The three countries have each confirmed they will close all nightclubs, with Portugal ready to shutter venues, alongside bars, from 25th December until at least 9th January. The move was initially expected to take effect from 2nd January.
In Germany, Chancellor Olaf Scholz and 16 state leaders have agreed to close nightclubs before New Year's Eve. Previously, only regions recording high rates of Covid-19 infection had been forced to close nightclubs, while several prominent Berlin venues launched a legal battle in a bid to repeal a dancing ban.
"We cannot and must not close our eyes to the next wave," Scholz told reporters. "Corona won't take a Christmas break."
Clubs in Northern Ireland will close from the 27th December as part of a string of new restrictions being put in place in the country. Clubs in the republic of Ireland were shut earlier this month.
Elsewhere on the continent, as of Thursday 23rd December, events in Sweden with more than 20 people must enforce seating, irrespective of vaccination status. Where more than 500 are present, all attendees must show vaccination passes.
The Netherlands is now in a new national lockdown, which began on 19th December and will continue until 14th January, or later. Events are no longer allowed, and pubs, bars, and restaurants have been closed. Switzerland is now imposing a so-called 2G+ rule, meaning anyone entering a club or music venue must be vaccinated or have recovered from coronavirus in the past four months, or show proof of recovery or vaccination with a negative test result.
Although the UK as a whole is taking measures that stop well short of a full-blown lockdown, restrictions differ between countries. Wales will close all nightclubs from 27th December, in Scotland events are capped at 500 people outdoors, 200 seated inside, and 100 standing indoors.

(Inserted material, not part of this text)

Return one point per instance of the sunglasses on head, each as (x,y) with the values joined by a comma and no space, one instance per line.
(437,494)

At the time of writing, venues in England remain free open but must use a Covid passport system.
Nevertheless, following successive warnings from UK health advisors, scores of events have been cancelled, including the last ever party from legendary Manchester crew Swing Ting, a string of dates at Corsica Studios' new sister venue, The Carpet Shop, and Printworks shows with Gorgon City and LWE Presents From Our Minds.
Advance ticket sales and spend per head inside venues are both also significantly down, while no-shows at events have skyrocketed in recent weeks. As a result, the events industry has responded to the government's latest announcement of £1billion in support with disdain and serious criticism, stating the figure is "woefully inadequate" for the scale of the problem.